02 junho 2016

Tese de doutorado analisa semanário baiano A Coisa (1897-1904) - 2



Ao longo dos seis anos de sua produção e circulação A Coisa fez circular um conjunto com mais de
2431 imagens visuais e textuais sobre o negro. Há coleções físicas d’A Coisa na biblioteca do IGHB, coleção não microfilmada com algumas poucas edições aleatórias, correspondentes ao período de 1897 a 1900. A coleção disponibilizada no setor de periódicos raros da BPEB é a que contém maior número de edições e exemplares regulares, correspondentes aos anos de 1897 a 1904. Nesta coleção que também não está digitalizada, nem microfilmada, e se encontra em acelerado processo de degradação, foram observadas, lidas e fotografadas 172 edições que somaram 712 páginas, sendo cerca de 2300 (dois mil e trezentos) fragmentos de textos e 131 imagens visuais.
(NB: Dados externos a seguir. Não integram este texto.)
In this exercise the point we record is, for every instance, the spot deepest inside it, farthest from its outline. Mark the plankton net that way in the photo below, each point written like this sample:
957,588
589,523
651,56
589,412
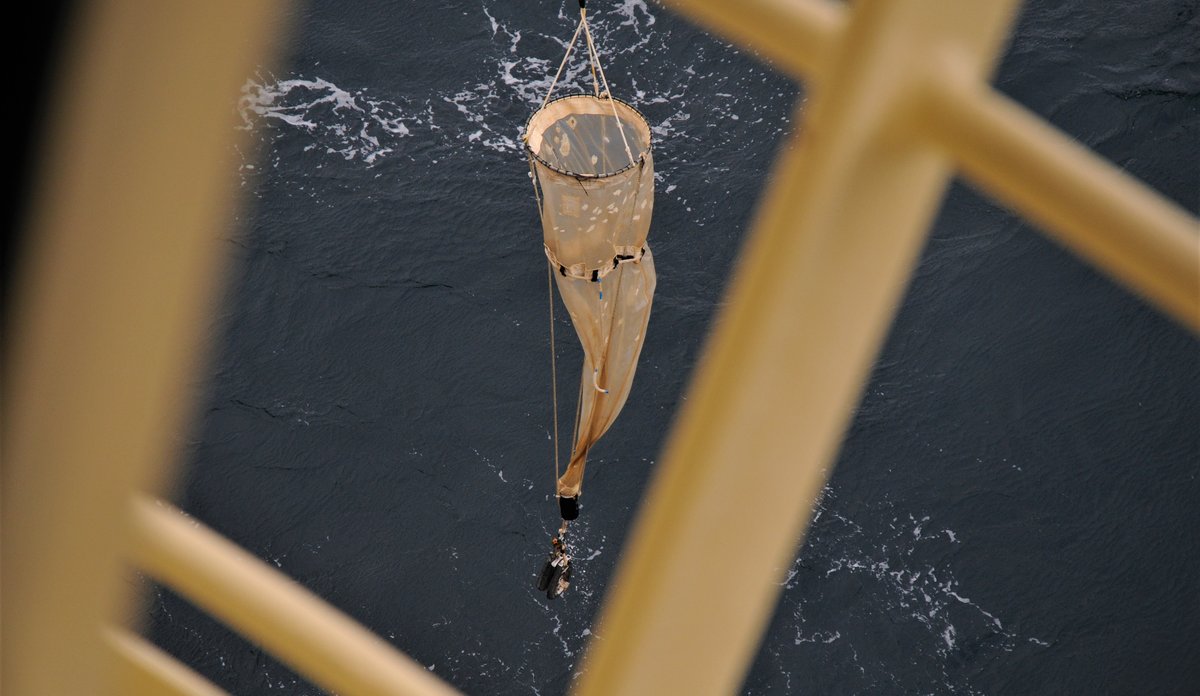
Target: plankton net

Os periódicos baianos pareciam se espelhar nos periódicos ilustrados produzidos no Rio de Janeiro. Embora A Coisa tenha mantido imagens de pequeno tamanho inseridas no interior de suas quatro páginas, ao longo dos anos as suas características físicas passaram a acompanhar aquilo que parecia uma tendência no Rio de Janeiro com O Mequetrefe (18751893) e a Revista Ilustrada (1876-1898), jornais que resguardavam a página de capa e a contracapa para inserção de imagens em grandes dimensões, sendo suas páginas internas preenchidas com textos. 
 
Em seu segundo ano A Coisa começou a se adequar a estes padrões já adotados pelo jornal baiano ilustrado A Malagueta (1897-1898), de propriedade do redator e caricaturista baiano Arthur Arezio da Fonseca. A partir da entrevista realizada com o professor Luis Guilherme Pontes Tavares, descobrimos que o gravurista Arthur Arezio da Fonseca foi o diretor de criação d’A Malagueta, e talvez o possível realizador das suas gravuras. A partir daí desvendar as tramas, nomes, e histórias dos sujeitos responsáveis por compor as páginas do semanário 

A Coisa nos levou a uma aventura arqueológica em que também encontramos os comunicadores e pesquisadores da imprensa, Nelson Varón Cadena, e Gutemberg Cruz, o último responsável por nos apresentar o nome do gravurista Fortunato Soares dos Santos, responsável pela produção de litografias no ilustrado baiano O Faisca, e citado por Gutemberg como o responsável pelas imagens presentes n’A Malagueta. Essas pistas nos levaram ao Acervo de Memória e Documentação Clemente Mariani (AMEDOC), na Universidade Federal do Recôncavo da Bahia (UFRB), da cidade de Cachoeira.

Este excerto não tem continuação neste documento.